OnClassical was the first Italian label to produce, realize, distribute and sell recordings through the web and amongst the first to apply the new philosophy of Creative Commons to MP3 and other files.

OnClassical has no relationship with societies of rights collecting due to the facts it only threats public domain music.

=== Versions ===

The website started as a simple collection of classical music audio performances of some of the most important pianists such as Maurizio Baglini, Rustem Hayroudinoff, Gianluca Luisi, Alberto Nosè, Mariangela Vacatello and other. Only in January 2004 (second version) it evolved as an online record label and a mobile recording studio working with its own equipment. The third, of February 2005 (the 14th), and the last version, of July 2007 (the 14th), have always maintained the graphic unchanged (white blackground with yellow left border) and the main concepts tied to contents and licences.

==== The late versions ====

Since 2006 the house only publishes self-produced recordings through a more careful selection.

Albums are sold in a CD-quality uncompressed format (PCM / WAV, at 44.1 kHz × 16-bit while more recently only Studio Masters FLAC are actually available (recent albums at 88.2 kHz x 24 bit).
No DRM are present inside the files.
Compressed formats can be found through the online stores such as Amazon, iTunes, emusic, Qobuz, eClassical and many other shops.

== The recordings ==

The recordings are considered of high quality. Some recordings have also been licensed for notable record labels such as Naxos or Brilliant Classics.

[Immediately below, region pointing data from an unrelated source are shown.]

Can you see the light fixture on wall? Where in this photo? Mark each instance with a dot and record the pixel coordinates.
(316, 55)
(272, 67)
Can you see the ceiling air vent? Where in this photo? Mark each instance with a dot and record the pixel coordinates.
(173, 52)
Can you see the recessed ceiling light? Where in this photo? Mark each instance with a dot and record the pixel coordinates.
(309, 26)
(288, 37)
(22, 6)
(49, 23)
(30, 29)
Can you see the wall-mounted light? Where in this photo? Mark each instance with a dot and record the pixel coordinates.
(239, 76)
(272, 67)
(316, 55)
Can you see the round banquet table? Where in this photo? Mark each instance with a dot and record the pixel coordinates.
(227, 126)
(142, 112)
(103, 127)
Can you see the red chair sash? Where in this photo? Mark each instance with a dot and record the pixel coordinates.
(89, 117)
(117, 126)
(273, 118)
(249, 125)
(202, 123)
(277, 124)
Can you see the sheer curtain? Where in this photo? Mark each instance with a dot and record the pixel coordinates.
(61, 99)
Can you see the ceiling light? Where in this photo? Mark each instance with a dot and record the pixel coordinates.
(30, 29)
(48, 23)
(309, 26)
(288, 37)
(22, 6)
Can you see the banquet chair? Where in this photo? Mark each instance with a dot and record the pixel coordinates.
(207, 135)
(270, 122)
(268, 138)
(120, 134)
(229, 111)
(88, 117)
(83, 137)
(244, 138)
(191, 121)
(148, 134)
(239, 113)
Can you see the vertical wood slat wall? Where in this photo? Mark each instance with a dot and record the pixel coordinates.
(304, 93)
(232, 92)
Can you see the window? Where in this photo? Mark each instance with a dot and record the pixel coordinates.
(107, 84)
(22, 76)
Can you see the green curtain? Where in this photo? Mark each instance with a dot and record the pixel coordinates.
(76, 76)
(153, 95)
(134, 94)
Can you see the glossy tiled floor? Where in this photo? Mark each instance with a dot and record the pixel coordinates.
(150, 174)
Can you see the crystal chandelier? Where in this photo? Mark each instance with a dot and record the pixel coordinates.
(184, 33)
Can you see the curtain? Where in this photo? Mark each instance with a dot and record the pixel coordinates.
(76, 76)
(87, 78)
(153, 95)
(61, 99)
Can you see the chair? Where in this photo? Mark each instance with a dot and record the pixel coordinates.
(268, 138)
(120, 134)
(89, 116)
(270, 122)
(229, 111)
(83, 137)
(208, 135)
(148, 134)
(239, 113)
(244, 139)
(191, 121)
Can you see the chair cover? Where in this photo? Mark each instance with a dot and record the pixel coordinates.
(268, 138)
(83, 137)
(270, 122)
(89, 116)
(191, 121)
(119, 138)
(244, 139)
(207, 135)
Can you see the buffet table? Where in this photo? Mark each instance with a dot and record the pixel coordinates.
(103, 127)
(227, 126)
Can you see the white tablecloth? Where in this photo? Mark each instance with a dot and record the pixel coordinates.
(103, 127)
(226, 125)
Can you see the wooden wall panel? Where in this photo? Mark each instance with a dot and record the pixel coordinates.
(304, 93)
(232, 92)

Today the catalogue includes more than 200 titles distributed by Naxos of America. One of the main discographic projects is the recording of the complete works for clavier of Buxtehude and Bohm as performed by Florentine organist and harpsichordist Simone Stella now also released by Brilliant Classics.

== Collaborations ==

OnClassical company furnishes the largest quantity of the classical music for Jamendo pro: the commercial program for music licensing at jamendo.com.